Financial modeling is essentially a tool or process, run through, and displayed as a spreadsheet (most likely excel) which summarizes the financial position of a business, and can also detail the impact of future decisions or fiscal events in relation to the current financial position of a business.
What is Financial Modeling Used For?
Financial modeling is a key tool for many sectors with a business. It charts the overall financial position of a company and every aspect of how this is broken down. Top level executives may use financial modeling to chart the impact of any major decisions or changes upcoming within the company. The outcome of this process and how it affects the model can make or break the decision in many cases.
From a macroeconomic perspective, financial modeling may also be used to gain insight into how changes in government fiscal policy or other external issues could have on a company.
Mergers and acquisitions may also live or die depending upon the outcome of certain financial models relating to profitability and the overall impact on competitiveness and the bottom line.

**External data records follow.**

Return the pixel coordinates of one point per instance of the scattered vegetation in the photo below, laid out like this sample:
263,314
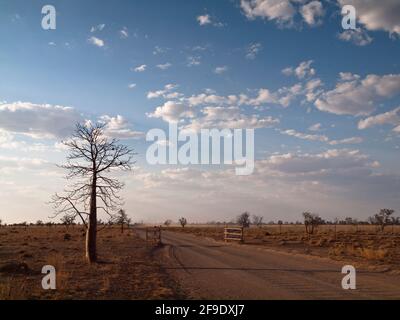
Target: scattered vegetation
244,220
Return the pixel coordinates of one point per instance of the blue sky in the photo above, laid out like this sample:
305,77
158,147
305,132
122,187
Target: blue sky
318,96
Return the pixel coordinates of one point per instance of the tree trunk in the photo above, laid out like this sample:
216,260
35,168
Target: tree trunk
91,233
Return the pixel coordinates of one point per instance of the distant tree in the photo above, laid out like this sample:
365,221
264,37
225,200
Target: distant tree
244,220
383,218
280,223
122,219
167,223
183,222
311,221
257,220
68,220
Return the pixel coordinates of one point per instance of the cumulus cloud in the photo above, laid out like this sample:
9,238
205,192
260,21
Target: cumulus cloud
304,70
132,86
221,70
118,127
312,13
124,33
359,37
228,118
38,120
253,50
167,92
141,68
305,136
315,127
377,15
193,61
96,42
172,111
206,19
164,66
280,11
99,27
359,97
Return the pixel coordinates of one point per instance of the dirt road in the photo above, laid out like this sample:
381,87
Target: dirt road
213,270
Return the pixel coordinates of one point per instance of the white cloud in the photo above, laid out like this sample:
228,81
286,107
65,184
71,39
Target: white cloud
164,66
390,117
305,136
172,111
124,33
118,127
253,50
281,11
352,140
312,13
377,15
204,19
167,92
96,42
228,118
38,120
359,97
141,68
315,127
304,70
221,70
359,37
193,61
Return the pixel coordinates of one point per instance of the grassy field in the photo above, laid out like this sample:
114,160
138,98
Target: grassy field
359,245
126,270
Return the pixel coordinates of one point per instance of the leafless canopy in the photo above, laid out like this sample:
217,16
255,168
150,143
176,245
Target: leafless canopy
92,156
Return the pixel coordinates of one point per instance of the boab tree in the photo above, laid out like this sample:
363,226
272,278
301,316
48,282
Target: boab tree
183,222
244,220
92,158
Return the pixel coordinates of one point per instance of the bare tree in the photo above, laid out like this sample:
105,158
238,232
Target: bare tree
383,218
92,157
257,220
122,219
183,222
68,220
244,220
280,223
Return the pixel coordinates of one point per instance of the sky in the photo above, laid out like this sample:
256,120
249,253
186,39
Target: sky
324,102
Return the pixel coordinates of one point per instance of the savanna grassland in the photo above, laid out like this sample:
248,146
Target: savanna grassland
362,245
127,268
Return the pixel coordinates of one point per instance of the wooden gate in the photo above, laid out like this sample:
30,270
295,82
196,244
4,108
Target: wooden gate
153,235
234,234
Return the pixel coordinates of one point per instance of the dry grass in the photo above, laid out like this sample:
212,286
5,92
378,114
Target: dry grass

Ultimately, financial modeling is one of the most utilized mechanisms to analyze the financial position of a company at any given time and is used both internally, and externally.
How Financial Modeling be Beneficial
There are various types of financial model in use during regular business practice; the likelihood is you have encountered many of these such as discounted cash flow analysis. Although these models are executed as spreadsheets, it does not mean they are simple or basic in any way. Modeling can be very useful thanks to some of the following characteristics:
Relationships within the Model
Any financial model is not just a stand-alone calculation. There are ongoing dependencies and assumptions within every financial model. These are the things which allow it to function in such a dynamic fashion, and produce accurate results when changes are made. This can save both time and money for businesses where one or two financial models can accurately predict the outcome of a given decision.

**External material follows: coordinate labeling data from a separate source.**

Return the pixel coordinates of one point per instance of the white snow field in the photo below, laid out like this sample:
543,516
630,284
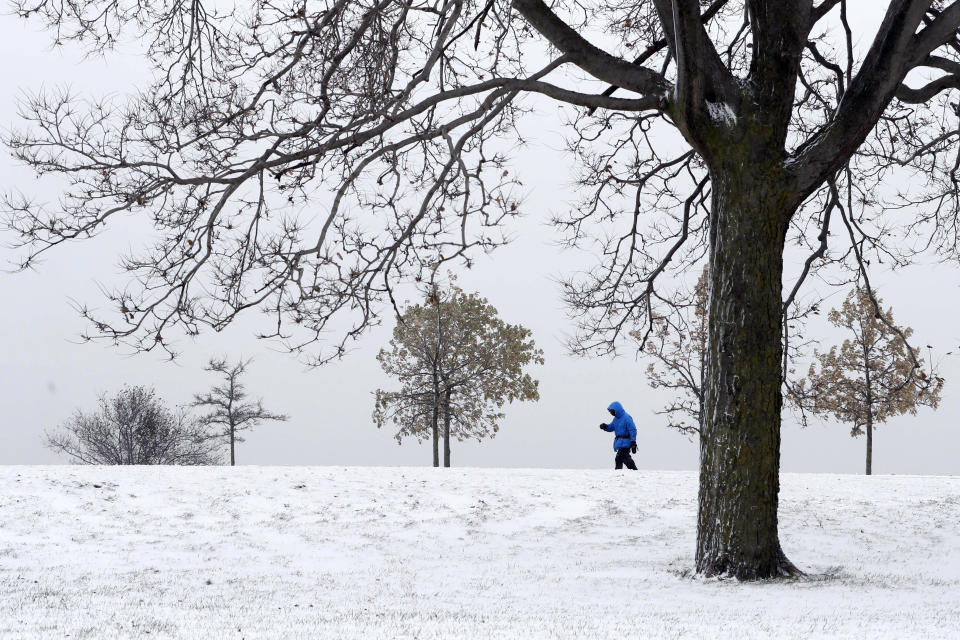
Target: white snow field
379,553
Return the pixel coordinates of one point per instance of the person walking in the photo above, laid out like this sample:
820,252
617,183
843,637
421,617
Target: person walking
625,435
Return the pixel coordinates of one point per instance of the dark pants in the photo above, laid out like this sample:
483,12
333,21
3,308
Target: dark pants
623,458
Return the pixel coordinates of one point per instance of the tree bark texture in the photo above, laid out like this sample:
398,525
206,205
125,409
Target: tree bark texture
740,439
446,429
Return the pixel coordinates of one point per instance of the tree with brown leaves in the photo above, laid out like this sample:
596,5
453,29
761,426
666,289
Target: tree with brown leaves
723,129
871,376
458,362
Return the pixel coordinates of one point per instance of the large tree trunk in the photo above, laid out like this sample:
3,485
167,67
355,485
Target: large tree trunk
446,429
436,434
740,438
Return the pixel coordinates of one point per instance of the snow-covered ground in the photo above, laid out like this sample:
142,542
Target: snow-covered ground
384,553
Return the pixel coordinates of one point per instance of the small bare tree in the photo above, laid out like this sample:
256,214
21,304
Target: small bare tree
229,411
133,427
870,377
456,360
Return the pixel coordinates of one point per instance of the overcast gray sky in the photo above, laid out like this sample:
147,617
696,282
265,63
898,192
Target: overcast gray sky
45,373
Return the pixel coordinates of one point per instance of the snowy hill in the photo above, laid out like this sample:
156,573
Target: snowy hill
421,553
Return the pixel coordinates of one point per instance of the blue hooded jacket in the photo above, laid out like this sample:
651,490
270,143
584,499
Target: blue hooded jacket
622,427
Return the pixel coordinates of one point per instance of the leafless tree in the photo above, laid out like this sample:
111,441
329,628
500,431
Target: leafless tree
229,413
715,130
133,427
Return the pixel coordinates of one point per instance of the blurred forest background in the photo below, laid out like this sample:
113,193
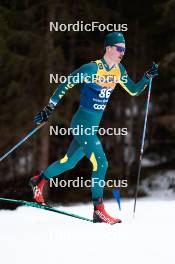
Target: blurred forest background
29,52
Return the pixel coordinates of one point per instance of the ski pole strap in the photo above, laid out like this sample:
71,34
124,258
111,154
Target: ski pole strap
33,131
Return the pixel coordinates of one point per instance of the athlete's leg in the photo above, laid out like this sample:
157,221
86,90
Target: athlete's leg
69,161
93,149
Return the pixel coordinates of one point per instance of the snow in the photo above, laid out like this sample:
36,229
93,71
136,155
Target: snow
161,184
30,235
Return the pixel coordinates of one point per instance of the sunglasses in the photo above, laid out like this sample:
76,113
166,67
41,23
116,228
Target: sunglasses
120,49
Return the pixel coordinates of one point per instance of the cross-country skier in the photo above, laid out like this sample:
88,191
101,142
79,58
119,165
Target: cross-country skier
95,93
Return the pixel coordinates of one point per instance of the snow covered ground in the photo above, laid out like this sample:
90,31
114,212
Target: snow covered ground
30,235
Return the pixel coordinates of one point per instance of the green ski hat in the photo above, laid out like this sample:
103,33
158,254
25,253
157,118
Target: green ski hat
113,38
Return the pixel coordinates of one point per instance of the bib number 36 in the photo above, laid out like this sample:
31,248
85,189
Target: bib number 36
105,93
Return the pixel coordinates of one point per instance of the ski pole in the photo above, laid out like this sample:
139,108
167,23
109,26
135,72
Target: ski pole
22,141
142,145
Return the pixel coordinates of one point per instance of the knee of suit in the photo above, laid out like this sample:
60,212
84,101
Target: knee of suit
99,162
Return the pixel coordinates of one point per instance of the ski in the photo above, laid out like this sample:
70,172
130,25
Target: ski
44,207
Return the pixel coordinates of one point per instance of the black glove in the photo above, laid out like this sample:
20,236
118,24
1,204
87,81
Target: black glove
44,114
152,72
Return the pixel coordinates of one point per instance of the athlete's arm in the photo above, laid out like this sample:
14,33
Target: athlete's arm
132,88
78,76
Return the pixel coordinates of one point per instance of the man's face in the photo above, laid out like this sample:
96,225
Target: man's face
116,52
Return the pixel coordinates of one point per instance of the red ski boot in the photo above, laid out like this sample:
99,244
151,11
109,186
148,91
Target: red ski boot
37,183
101,216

Ability to Test Situations
Implementing the correct financial model which is well-designed and executed, can allow businesses to test out potential strategies and how they may impact the company. This can all be done via the model. Making these projections without having to take live risk can be a very valuable tool for any business.
Forecasting Future Needs
As well as a firm’s current position, financial modeling can help to forecast the future position of a company based on the data inputs. This can allow directors or anyone else concerned to anticipate potential problems which may arise. These kinds of forecasts can be used to particularly good effect when trying to gauge value and the share price within a company. Supply chain managers and logistics may also benefit from certain types of financial model forecasts.
More than just a spreadsheet. This is the tag line which should be attached to financial modeling. These models perform a clear and integral function within everyday business decisions. Used by businesses around the world, they are the lifeblood of success for many. This is worth considering if you are starting a business or thinking of introducing the use of financial modeling on an level.